1. Field of the Invention
This invention relates generally to digital computer systems and, more specifically, to a digital computer system having one or more buffer devices external to a central processing unit (CPU) for increasing the throughput of the digital computer system and methods therefor.
2. Description of the Related Art
Improving the performance of digital computer systems has always been a challenge for system architects. Specifically, much design work has focused on decreasing the time, or number of clock cycles, a given CPU must spend communicating with the relatively large main memory, or RAM, of a digital computer when executing read-from-memory and write-to-memory operations.
Most modern microprocessors, such as Intel's 486 CPU, include a small (8k bytes for the 486) internal first level cache memory (L1) to increase system performance. Cache memories are fast memory storage devices that utilize the principle of locality of reference to improve CPU read-from-memory efficiency and, therefore, overall system performance. Whenever the CPU accesses the main memory for code or data, additional bytes "surrounding" the byte(s) being fetched are brought into the cache in the form of a cache line. The principle of locality of reference predicts that the CPU will very probably use the additional bytes subsequent to the use of the code or data brought in, and quite possibly a multiple number of times. Multiple uses of the same code or data occurs during program loops, for example. These subsequent accesses will be "hits" in the relatively small and fast cache, and will therefore speed up execution because each "hit" reduces by one the number of CPU accesses to the relatively large and slow main memory. In the event of a "miss" in the cache, the CPU must access the main memory for its required code or data and the cache is loaded with a new cache line of memory that "surrounds" this required code or data for potential subsequent use by the CPU.
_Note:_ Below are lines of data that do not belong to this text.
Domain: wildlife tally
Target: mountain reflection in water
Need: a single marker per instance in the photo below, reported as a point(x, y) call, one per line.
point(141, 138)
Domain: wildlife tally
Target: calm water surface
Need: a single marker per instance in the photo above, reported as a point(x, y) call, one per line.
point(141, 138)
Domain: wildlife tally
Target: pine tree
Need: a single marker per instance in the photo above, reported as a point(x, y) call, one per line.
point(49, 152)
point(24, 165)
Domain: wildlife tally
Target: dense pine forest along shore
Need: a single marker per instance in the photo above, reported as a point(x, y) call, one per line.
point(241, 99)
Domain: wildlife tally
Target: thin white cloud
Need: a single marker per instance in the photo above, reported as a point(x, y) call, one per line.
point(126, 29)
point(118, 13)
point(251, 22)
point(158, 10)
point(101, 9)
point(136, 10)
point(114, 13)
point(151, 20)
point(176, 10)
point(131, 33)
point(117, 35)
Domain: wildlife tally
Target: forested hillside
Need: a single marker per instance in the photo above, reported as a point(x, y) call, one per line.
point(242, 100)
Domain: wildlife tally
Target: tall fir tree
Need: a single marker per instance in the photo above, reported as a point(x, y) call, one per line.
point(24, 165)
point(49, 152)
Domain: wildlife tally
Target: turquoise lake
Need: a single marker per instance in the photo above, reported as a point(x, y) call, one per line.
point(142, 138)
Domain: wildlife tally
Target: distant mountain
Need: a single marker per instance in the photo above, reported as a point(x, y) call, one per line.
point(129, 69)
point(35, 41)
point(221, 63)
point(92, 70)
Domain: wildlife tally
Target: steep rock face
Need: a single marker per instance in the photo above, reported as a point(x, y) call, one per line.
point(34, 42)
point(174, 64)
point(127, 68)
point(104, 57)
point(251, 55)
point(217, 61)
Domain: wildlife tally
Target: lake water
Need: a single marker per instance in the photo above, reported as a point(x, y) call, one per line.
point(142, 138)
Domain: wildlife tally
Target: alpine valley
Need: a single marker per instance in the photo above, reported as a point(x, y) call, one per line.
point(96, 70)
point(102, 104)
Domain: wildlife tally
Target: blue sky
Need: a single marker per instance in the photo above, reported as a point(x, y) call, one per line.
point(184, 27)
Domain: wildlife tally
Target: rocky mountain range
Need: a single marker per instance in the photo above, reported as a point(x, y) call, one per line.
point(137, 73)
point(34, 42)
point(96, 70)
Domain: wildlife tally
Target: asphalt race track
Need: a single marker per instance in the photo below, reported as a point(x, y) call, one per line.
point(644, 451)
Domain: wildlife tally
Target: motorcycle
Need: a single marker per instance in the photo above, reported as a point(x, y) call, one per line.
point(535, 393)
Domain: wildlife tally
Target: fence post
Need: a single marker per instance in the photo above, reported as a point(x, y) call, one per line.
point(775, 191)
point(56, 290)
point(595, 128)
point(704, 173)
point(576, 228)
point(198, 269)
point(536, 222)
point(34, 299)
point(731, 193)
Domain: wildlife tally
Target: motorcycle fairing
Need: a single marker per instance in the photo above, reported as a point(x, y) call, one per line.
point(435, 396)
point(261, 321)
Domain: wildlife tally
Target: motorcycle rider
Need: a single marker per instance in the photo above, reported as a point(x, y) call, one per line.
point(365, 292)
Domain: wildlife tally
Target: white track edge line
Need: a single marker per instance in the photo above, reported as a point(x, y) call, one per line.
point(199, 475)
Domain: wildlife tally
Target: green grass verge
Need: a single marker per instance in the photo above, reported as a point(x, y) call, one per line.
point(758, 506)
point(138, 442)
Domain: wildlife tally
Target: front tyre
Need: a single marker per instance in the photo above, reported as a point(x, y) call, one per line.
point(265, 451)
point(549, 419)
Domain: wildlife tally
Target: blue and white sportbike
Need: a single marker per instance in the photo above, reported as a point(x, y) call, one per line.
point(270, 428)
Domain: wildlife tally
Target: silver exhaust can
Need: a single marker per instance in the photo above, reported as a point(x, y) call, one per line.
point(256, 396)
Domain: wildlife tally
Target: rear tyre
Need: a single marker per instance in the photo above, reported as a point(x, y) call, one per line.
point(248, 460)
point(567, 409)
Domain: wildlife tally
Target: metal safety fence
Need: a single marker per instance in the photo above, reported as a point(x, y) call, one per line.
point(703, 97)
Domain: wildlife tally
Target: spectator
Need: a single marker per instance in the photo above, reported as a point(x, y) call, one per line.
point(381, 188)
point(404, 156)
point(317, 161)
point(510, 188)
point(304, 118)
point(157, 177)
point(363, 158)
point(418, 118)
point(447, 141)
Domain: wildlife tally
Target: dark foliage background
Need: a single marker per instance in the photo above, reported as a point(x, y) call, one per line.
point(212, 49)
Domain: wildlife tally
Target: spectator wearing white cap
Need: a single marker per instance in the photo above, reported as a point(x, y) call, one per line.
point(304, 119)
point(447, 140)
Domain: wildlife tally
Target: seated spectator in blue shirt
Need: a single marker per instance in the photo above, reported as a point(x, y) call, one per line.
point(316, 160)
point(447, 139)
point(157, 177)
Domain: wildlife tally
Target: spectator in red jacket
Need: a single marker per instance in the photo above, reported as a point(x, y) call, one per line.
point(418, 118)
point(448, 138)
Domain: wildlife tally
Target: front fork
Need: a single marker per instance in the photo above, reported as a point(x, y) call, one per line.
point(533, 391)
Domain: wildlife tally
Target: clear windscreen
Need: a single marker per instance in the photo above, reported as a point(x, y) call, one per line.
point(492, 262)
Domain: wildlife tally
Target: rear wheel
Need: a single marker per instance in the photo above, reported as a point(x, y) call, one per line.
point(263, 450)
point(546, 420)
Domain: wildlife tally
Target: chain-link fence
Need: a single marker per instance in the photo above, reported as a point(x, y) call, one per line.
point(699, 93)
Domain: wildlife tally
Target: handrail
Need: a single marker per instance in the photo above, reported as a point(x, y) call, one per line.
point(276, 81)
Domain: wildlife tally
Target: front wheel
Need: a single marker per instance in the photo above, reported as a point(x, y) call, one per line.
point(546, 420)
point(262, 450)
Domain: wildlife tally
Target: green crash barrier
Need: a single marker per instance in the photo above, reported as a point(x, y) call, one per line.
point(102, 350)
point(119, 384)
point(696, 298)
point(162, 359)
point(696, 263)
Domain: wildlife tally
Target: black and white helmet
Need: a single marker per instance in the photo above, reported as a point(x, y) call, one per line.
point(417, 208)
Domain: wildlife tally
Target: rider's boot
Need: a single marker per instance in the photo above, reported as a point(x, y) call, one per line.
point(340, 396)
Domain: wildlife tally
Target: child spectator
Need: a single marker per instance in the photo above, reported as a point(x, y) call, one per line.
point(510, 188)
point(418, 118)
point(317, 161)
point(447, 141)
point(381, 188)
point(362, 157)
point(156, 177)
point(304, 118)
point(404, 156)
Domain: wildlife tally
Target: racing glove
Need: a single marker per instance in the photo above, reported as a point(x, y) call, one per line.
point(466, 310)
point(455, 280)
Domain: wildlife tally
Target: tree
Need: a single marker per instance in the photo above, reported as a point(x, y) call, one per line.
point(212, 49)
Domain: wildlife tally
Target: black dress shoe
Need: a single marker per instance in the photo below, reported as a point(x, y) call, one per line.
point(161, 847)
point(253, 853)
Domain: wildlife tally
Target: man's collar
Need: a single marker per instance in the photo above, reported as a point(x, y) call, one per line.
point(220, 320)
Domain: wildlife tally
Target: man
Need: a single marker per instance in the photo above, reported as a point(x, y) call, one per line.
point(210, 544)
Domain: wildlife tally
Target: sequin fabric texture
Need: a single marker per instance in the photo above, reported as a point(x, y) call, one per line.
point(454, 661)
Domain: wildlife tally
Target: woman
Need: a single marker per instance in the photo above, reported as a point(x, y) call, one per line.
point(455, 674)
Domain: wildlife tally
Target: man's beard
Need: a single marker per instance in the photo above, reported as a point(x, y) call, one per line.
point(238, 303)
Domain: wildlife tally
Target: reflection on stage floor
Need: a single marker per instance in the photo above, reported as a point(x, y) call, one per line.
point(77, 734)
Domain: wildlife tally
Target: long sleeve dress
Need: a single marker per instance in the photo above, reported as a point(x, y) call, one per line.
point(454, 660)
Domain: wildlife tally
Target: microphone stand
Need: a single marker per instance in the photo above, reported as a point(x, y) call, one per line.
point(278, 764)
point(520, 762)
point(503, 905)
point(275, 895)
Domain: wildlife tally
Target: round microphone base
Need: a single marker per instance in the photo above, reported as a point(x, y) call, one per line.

To further decrease memory latency and increase system performance, some higher performance PC systems, whether desk-top or notebook, include a large (e.g. 128K bytes) second level cache (L2) in their memory subsystems. An L2 cache performs the same basic task as an L1 cache but is much larger and external to the CPU. Therefore, an L2 cache can not only decrease memory latency, but also helps to reduce memory bus utilization, allowing Direct Memory Access (DMA) devices more access to the system memory, thereby further increasing system throughput.
L2 cache subsystems, however, can be quite expensive, large and power hungry. Typical L2 caches hold 128K bytes of memory or more and can cost hundreds of dollars. As today's personal computers continue to decrease in size with the proliferation of portable, battery-powered notebook, sub-notebook and hand-held computers, and as prices plummet, L2 cache subsystems have become cost prohibitive in terms of price, real estate and power consumption for many of these smaller systems.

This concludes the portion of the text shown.